A host of new clinical results were presented at HRS, with favorable early data from the company's EFFICAS I post-market clinical trial that shed new insights into the relationship between catheter tip-to-tissue contact force and early pulmonary vein isolation line reconduction.

EFFICAS I is a 45-patient, single-arm, prospective, multi-center European clinical trial that was designed to demonstrate the correlation between contact forces applied during pulmonary vein isolation and atrial fibrillation treatment efficacy at three months. While investigators performed the procedure with the TactiCath, they were blinded to contact force measurements; however, the contact forces applied were recorded. Patients were re-assessed with a mapping catheter at three months to identify potential gaps in the PVI lines. Contact force parameters from initial procedures were then analyzed to determine the relationship with lesion formation.

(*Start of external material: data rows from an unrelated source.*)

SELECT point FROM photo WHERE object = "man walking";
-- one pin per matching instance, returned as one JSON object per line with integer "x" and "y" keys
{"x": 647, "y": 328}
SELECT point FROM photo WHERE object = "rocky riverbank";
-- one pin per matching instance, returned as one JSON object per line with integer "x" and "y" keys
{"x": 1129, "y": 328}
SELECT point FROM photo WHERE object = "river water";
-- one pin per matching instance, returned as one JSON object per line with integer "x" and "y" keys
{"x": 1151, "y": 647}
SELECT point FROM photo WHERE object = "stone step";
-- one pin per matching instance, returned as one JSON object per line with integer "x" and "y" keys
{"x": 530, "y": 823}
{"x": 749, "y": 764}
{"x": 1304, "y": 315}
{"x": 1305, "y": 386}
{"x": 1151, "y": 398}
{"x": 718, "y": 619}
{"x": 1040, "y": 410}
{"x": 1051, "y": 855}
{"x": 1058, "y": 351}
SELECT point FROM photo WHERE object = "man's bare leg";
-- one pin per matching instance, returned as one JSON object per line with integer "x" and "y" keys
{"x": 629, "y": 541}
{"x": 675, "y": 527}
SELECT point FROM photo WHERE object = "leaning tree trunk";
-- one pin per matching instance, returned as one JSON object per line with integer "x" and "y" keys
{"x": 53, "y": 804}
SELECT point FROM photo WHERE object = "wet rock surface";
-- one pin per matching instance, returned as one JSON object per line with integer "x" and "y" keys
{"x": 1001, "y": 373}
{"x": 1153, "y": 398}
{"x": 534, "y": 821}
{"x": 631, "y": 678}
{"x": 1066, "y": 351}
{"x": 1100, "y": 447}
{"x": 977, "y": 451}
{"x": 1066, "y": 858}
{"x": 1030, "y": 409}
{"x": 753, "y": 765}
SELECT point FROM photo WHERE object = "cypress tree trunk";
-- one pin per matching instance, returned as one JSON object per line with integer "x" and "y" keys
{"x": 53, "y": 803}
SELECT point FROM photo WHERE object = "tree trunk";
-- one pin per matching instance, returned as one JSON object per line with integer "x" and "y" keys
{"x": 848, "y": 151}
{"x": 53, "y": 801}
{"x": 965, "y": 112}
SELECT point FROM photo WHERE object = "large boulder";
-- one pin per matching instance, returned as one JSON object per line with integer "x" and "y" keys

Karl-Heinz Kuck, MD, Asklepios Klinik St. Georg (Hamburg, Germany), a veteran in the field of electrophsiology, said that "EFFICAS I shows for the first time a direct correlation between low contact force and post-operative PV isolation line reconduction at three month follow-up. " The EFFICAS I data showed this to be particularly true when low contact forces were applied at the first ablation site.

Full results from EFFICAS I will be applied to EFFICAS II, in which investigators will take full advantage of the real-time, objective TactiCath contact-force control features to improve their ablation technique during lesion creation. Now enrolling patients, the EFFICAS II study will measure reduction in PVI gaps as well as procedural improvements as compared to EFFICAS I.

Vivek Reddy, a widely respected EP practitioner is also very enthused about this technology, saying that "contact force is the last missing piece of information needed to improve the treatment of AF."